Ça y est, nous sommes dans l'appartement de Nelly, qui se fait un plaisir de me montrer tous ses "objets Johnny". Je demande des nouvelles du verre à brosse à dents à l'effigie du rocker, dont elle était si fière. "Cassé." Ma déception est immense. Nelly : "Ça faisait longtemps que je n'avais pas pleuré comme ça pour un verre."
Les photos jaunies d'une mère célibataire
Mais chez Nelly, il n'y a pas que des photos de Johnny. Il y a aussi des photos jaunies. Elle nous présente sa famille, ses parents, l'occasion de nous rappeler que Nelly est une fille du Nord, issue du milieu ouvrier. Il y a une autre photo, où on voit un homme barbu.
"Le barbu, c’est le papa de mon fils, le papa toujours jamais là."
Nellyà franceinfo
Nelly veut bien qu'on en parle.
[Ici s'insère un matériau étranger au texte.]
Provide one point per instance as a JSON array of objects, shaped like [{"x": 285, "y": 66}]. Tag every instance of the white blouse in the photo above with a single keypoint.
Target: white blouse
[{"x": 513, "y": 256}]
Un père absent, inconstant, fidèle au bar du coin mais moins fidèle avec sa famille. Elle raconte sa vie, à dormir sous les toits, au-dessus d'un café. Sans salle de bains, à se laver "à l'ancienne", au lavabo. Ça dure neuf ans. Le petit grandit. Elle craque, quitte cet homme. Il disparaît pendant dix ans. Nelly mère célibataire, qui enchaîne les petits boulots mais qui ne se plaint pas. Elle a pris sa vie en main. Pour Johnny, elle a toujours des larmes. Pour le père de son fils, aucune. Il a fallu "s'endurcir", pour préserver son fils : "Il n'avait pas à subir." Heureusement Johnny est là. Son "défouloir", "son sac de frappes comme à la boxe", pour évacuer les mauvaises ondes.
Nelly ne regrette rien, "j'en parlerai au diable", pour reprendre le titre d'une chanson de son chanteur préféré. Si elle avait une question à poser au diable : "Il est là Johnny ?" Et encore une fois, elle se marre. Ma dernière question : "S'il y avait une chanson pour résumer votre vie ?" Sans hésitation : "Les coups ! Quand ils vous arrivent oh oui ! Ça fait mal." Elle ajoute : "Mais on s'en sort toujours." Nelly me claque une bise, me lance un dernier "rock'n'rollllll", et laisse chanter Johnny.